En concert Steven Isserlis agite sa crinière bouclée à hue et à dia, tirant son archet, comme un fleuret, quitte à perdre la musique. Il reste quelque chose de cette ardeur aussi généreuse que dangereuse dans son concerto d'Elgar, heureusement surveillé par la baguette impérieuse de Paavo Järvi. Les chants éperdus, les traits surprenants, les volte-face et ce vibrato passionné venu d'un autre âge agaceront les uns, mais réjouiront les autres.
Le péril guette parfois. Son haut médium manque de projection lorsque l'archet veut mordre la corde une certaine tension lui fait défaut: l'Allegro molto le trouverait presqu'en difficulté si Paavo Järvi ne l'y soutenait avec une telle précision. Sa direction acérée, son sens des climats élégiaques font le prix de ce disque autant que l'ardeur de son soliste. Le concerto y gagne une qualité de dessin absente de la vision plus symphonique dirigée il y a vingt-huit ans par Richard Hickox, pour le jeune Isserlis (Virgin).

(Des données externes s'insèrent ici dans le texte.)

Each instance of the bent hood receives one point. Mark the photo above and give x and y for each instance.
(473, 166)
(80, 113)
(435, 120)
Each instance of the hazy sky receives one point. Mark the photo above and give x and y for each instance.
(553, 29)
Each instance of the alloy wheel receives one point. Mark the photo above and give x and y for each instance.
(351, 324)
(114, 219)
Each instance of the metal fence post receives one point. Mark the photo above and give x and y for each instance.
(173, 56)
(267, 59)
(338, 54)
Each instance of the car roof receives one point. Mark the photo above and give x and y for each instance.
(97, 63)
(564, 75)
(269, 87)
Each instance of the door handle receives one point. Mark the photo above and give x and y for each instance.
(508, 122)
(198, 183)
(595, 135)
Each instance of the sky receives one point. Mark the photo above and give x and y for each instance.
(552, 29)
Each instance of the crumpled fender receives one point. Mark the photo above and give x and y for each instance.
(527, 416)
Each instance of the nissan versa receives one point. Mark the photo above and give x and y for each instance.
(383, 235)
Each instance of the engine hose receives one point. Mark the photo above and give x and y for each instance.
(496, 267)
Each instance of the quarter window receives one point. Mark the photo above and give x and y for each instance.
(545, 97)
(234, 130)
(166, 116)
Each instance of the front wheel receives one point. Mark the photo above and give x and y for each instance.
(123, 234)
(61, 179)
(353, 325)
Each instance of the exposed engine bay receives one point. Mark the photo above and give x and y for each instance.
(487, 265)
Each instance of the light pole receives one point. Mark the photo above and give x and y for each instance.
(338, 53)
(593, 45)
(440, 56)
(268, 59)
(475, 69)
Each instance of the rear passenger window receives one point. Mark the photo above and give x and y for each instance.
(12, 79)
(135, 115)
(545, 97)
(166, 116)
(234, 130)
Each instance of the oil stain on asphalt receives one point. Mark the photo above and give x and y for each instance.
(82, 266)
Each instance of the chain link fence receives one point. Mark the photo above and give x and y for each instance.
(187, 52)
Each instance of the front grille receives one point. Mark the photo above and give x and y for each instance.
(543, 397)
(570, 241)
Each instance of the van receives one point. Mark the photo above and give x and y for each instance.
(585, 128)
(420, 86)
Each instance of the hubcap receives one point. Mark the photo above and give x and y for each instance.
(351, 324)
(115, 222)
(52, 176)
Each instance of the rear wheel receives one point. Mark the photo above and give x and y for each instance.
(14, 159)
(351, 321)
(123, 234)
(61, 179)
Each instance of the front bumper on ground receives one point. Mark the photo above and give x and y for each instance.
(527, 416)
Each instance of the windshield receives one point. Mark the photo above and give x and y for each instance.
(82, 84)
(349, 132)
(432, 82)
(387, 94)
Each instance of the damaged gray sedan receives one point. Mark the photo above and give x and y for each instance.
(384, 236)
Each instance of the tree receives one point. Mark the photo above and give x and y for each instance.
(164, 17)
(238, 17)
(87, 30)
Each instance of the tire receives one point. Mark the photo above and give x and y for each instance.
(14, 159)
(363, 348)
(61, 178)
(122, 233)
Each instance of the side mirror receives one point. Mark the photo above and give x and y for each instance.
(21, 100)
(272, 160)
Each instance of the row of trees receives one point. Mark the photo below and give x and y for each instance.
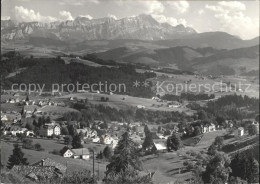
(219, 168)
(55, 71)
(187, 97)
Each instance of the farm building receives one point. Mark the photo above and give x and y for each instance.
(208, 128)
(81, 153)
(240, 131)
(160, 144)
(49, 130)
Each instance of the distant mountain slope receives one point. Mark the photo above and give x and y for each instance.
(242, 61)
(218, 40)
(202, 60)
(143, 27)
(181, 57)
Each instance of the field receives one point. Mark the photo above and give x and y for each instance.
(166, 166)
(124, 101)
(49, 145)
(249, 85)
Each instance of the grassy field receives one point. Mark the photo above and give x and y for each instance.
(166, 166)
(116, 101)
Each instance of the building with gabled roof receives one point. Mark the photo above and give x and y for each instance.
(81, 153)
(49, 162)
(37, 172)
(160, 144)
(49, 130)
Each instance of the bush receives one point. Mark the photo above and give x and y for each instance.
(38, 147)
(27, 144)
(55, 152)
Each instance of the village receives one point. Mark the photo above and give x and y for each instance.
(87, 141)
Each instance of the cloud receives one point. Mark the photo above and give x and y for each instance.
(87, 16)
(25, 15)
(179, 6)
(200, 12)
(231, 17)
(77, 2)
(66, 15)
(112, 16)
(235, 5)
(170, 20)
(5, 17)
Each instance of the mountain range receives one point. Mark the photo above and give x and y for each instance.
(139, 39)
(143, 27)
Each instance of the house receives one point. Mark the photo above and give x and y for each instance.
(160, 144)
(208, 128)
(96, 140)
(106, 139)
(49, 130)
(14, 130)
(36, 173)
(240, 131)
(29, 133)
(68, 153)
(49, 162)
(140, 106)
(81, 153)
(256, 125)
(4, 117)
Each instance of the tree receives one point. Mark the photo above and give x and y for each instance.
(219, 141)
(38, 147)
(202, 115)
(196, 131)
(217, 170)
(48, 120)
(72, 130)
(129, 176)
(212, 150)
(252, 130)
(68, 140)
(246, 167)
(64, 131)
(63, 150)
(29, 126)
(167, 132)
(257, 118)
(76, 142)
(35, 123)
(220, 120)
(100, 155)
(148, 141)
(146, 129)
(17, 158)
(107, 152)
(159, 129)
(27, 98)
(27, 143)
(174, 142)
(236, 180)
(125, 155)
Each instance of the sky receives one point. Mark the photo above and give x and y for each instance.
(240, 18)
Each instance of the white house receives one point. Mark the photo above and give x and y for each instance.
(240, 131)
(140, 106)
(96, 140)
(80, 153)
(208, 128)
(68, 153)
(49, 130)
(160, 144)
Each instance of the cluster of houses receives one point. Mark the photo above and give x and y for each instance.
(14, 130)
(43, 169)
(10, 116)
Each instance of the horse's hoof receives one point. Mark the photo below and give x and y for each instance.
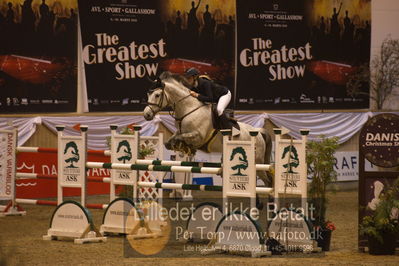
(168, 145)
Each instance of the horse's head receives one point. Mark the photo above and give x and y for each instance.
(157, 99)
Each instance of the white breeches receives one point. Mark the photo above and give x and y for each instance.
(223, 102)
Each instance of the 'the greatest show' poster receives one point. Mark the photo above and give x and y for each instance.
(300, 54)
(38, 51)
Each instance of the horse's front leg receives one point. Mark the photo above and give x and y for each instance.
(190, 138)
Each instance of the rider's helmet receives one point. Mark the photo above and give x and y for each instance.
(192, 72)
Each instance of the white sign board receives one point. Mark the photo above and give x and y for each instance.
(72, 160)
(124, 150)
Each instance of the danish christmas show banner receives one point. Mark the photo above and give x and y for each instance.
(125, 42)
(301, 54)
(38, 51)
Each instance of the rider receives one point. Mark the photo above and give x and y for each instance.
(206, 90)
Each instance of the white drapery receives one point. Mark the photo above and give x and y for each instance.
(342, 125)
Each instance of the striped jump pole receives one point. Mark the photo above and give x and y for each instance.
(54, 150)
(259, 190)
(54, 203)
(44, 176)
(160, 168)
(259, 167)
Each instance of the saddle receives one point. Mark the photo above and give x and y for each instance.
(225, 121)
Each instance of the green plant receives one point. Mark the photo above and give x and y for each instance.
(320, 159)
(382, 75)
(384, 219)
(144, 150)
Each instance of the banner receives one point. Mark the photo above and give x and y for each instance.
(127, 41)
(300, 54)
(38, 52)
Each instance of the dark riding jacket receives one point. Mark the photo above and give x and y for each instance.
(209, 91)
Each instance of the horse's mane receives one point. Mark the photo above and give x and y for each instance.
(179, 78)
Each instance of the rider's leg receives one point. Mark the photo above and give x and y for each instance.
(223, 102)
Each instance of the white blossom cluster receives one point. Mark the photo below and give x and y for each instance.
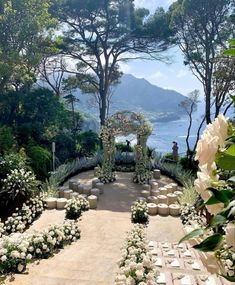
(19, 181)
(227, 259)
(75, 207)
(136, 265)
(189, 216)
(21, 219)
(212, 139)
(17, 249)
(139, 212)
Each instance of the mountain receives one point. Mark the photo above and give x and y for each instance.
(138, 95)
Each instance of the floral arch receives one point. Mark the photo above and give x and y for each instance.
(125, 123)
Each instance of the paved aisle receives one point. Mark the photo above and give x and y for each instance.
(92, 260)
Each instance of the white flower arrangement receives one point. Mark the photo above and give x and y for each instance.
(136, 265)
(139, 212)
(75, 207)
(212, 140)
(189, 216)
(18, 249)
(20, 181)
(21, 219)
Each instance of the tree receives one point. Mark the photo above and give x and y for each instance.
(100, 34)
(23, 37)
(189, 105)
(201, 30)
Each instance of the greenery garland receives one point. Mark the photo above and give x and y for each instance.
(125, 123)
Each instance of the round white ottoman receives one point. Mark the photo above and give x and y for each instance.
(145, 193)
(146, 187)
(178, 194)
(169, 189)
(100, 186)
(95, 192)
(141, 199)
(86, 190)
(162, 199)
(152, 209)
(152, 199)
(92, 201)
(80, 188)
(74, 195)
(51, 203)
(96, 169)
(94, 181)
(155, 193)
(163, 209)
(60, 203)
(172, 198)
(163, 190)
(154, 186)
(174, 210)
(156, 173)
(67, 193)
(61, 191)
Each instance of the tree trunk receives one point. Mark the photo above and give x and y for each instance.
(103, 108)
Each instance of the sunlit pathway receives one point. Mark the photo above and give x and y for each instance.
(93, 259)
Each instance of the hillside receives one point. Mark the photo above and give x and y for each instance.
(139, 95)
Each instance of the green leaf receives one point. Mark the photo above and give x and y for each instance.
(211, 201)
(224, 196)
(210, 243)
(232, 179)
(229, 278)
(194, 233)
(217, 220)
(230, 52)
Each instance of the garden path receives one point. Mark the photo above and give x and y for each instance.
(93, 259)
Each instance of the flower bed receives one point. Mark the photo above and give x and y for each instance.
(139, 212)
(18, 249)
(136, 265)
(75, 207)
(21, 219)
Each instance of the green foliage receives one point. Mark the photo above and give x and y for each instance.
(40, 161)
(12, 161)
(23, 40)
(88, 143)
(20, 183)
(7, 140)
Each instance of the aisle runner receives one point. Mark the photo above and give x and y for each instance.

Dans l'œuvre de Walton le sertissage des timbres émaille un discours vigoureux où passent les ombres de Prokofiev et de Stravinsky. Porté par ce décor flamboyant, Isserlis ose la fougue de Piatigorsky. On rend les armes devant un lyrisme si assumé.
Le meilleur de ce programme généreux en quatre temps vient avec les œuvres des Holst père et fille. Incantation (1911) appartient à la veine de ces poèmes d'inspiration symboliste dont Gustav avait le secret. Ici, le violoncelle et l'orchestre tissent un rêve à la fois étrange et somptueux. Dans sa notice instructive—Isserlis signe souvent les textes de ses disques—le violoncelliste rappelle sa rencontre avec Imogen Holst qui lui demanda de jouer The Fall of the Leaf (1963), Trois études automnales sur un thème emprunté au Fitzwilliam Virginal Book. Ses sonorités recherchées, ses formes savantes, son esprit de suite ont profondément marqué Benjamin Britten, qui y trouva le modèle de ses opus pour le violoncelle seul.